ВОЛКОВ: Они у вас необыкновенно сочно прописаны…
РЫБАКОВ: Понимаете, эпизодические персонажи не должны быть просто фоном, не могут играть подсобную роль. Они заставляют двигаться, действовать главных героев. Они толкают сюжет. Появился новый персонаж, вступил во взаимодействие с героем, обозначились новый поворот, новая энергия у сюжета.
ВОЛКОВ: Ну, хорошо… Роман закончен, теперь его надо напечатать. Я понимаю, что это было нелегко…
РЫБАКОВ: Трудно, трудно проходил «Тяжелый песок». Я отнес его в журнал «Дружба народов», казалось бы, кому еще печатать такую вещь? Его там не взяли - сказали мне, что, во-первых, их не устраивает упоминание тридцать седьмого года, к тому же и война в романе показана односторонне - в ней пострадали не только евреи, но и другие национальности. Хорошо хоть объяснили, а то я, провоевавший всю войну, этого не знал.
Пошел в «Новый мир», где мне тоже отказали, объяснив, что роман, «к сожалению, не ложится в планы журнала». Главным редактором тогда там был поэт Наровчатов. А ведь «Новый мир» был как бы «моим» журналом: там были напечатаны при Симонове «Екатерина Воронина», а при Твардовском - «Лето в Сосняках». Все боялись, никто не хотел биться за роман о евреях. И я должен отдать должное Ананьеву - он мгновенно согласился этот роман напечатать.
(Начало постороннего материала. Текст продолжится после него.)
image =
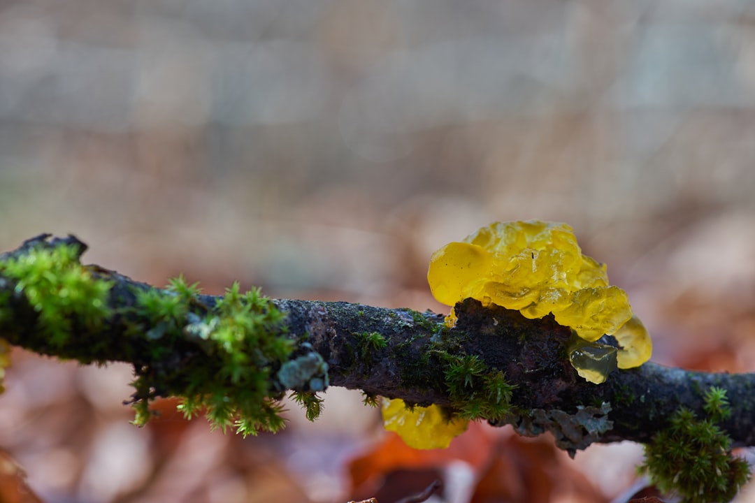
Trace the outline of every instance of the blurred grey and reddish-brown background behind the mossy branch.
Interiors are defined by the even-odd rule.
[[[653,360],[755,371],[753,160],[746,0],[0,2],[0,247],[71,232],[85,262],[156,285],[445,311],[433,250],[550,219],[609,264]],[[643,485],[630,443],[572,462],[481,426],[407,452],[336,388],[319,422],[292,405],[275,437],[212,433],[170,400],[137,429],[130,380],[14,354],[0,446],[44,501],[390,503],[433,477],[447,501],[626,501]]]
И я ему благодарен за это.
ВОЛКОВ: Наверное, он хотел опубликовать в своем «Октябре» что-то сенсационное? Ведь у этого журнала репутация в глазах либеральной интеллигенции, конечно, была, прямо скажем, сильно подмоченной.
РЫБАКОВ: Наверняка Ананьев хотел освободиться от кочетовского наследия. Вы правы: им нужен был именно сенсационный роман, ну я допускаю также, что Ананьевым руководили и более высокие чувства.
ВОЛКОВ: В любом случае Ананьев не прогадал…
РЫБАКОВ: Да, успех был велик. Как он у нас в те годы определялся: в книжных магазинах купить нельзя, очереди в библиотеках, высокие цены на черном рынке. (Смеется.) Но если говорить серьезно, роман издали в 26 странах. В Финляндии, Дании «Тяжелый песок» любят больше, чем «Детей Арбата». В Дании, например, его тираж достиг 60 тысяч экземпляров - неслыханная цифра для такой небольшой страны. Вернувшись в Москву после презентации, я пожалел о том, что не сообразил послать эту книгу королеве. В соответствующей надписи я бы обязательно упомянул ее отца, спасавшего датских евреев от немцев.
ВОЛКОВ: Интересно, что вы употребили слово «немцы» вместо более привычного - «фашисты».
РЫБАКОВ: Замечательно, что вы мне напомнили об этом. У меня как-то это вылетело из головы. В семидесятые годы действительно нельзя было в отрицательном смысле употреблять слово «немец», надо было писать «фашист», «гитлеровец», «фашистские войска», «гитлеровские войска».
Представляете, если бы Толстой в «Войне и мире» вместо слова «французы» употреблял бы слово «бонапартисты»?
«В Москву вошли бонапартисты», «разговаривая с бонапартистом, Пьер Безухов сказал…»
ВОЛКОВ: Цензура сильно вмешивалась в ваш текст?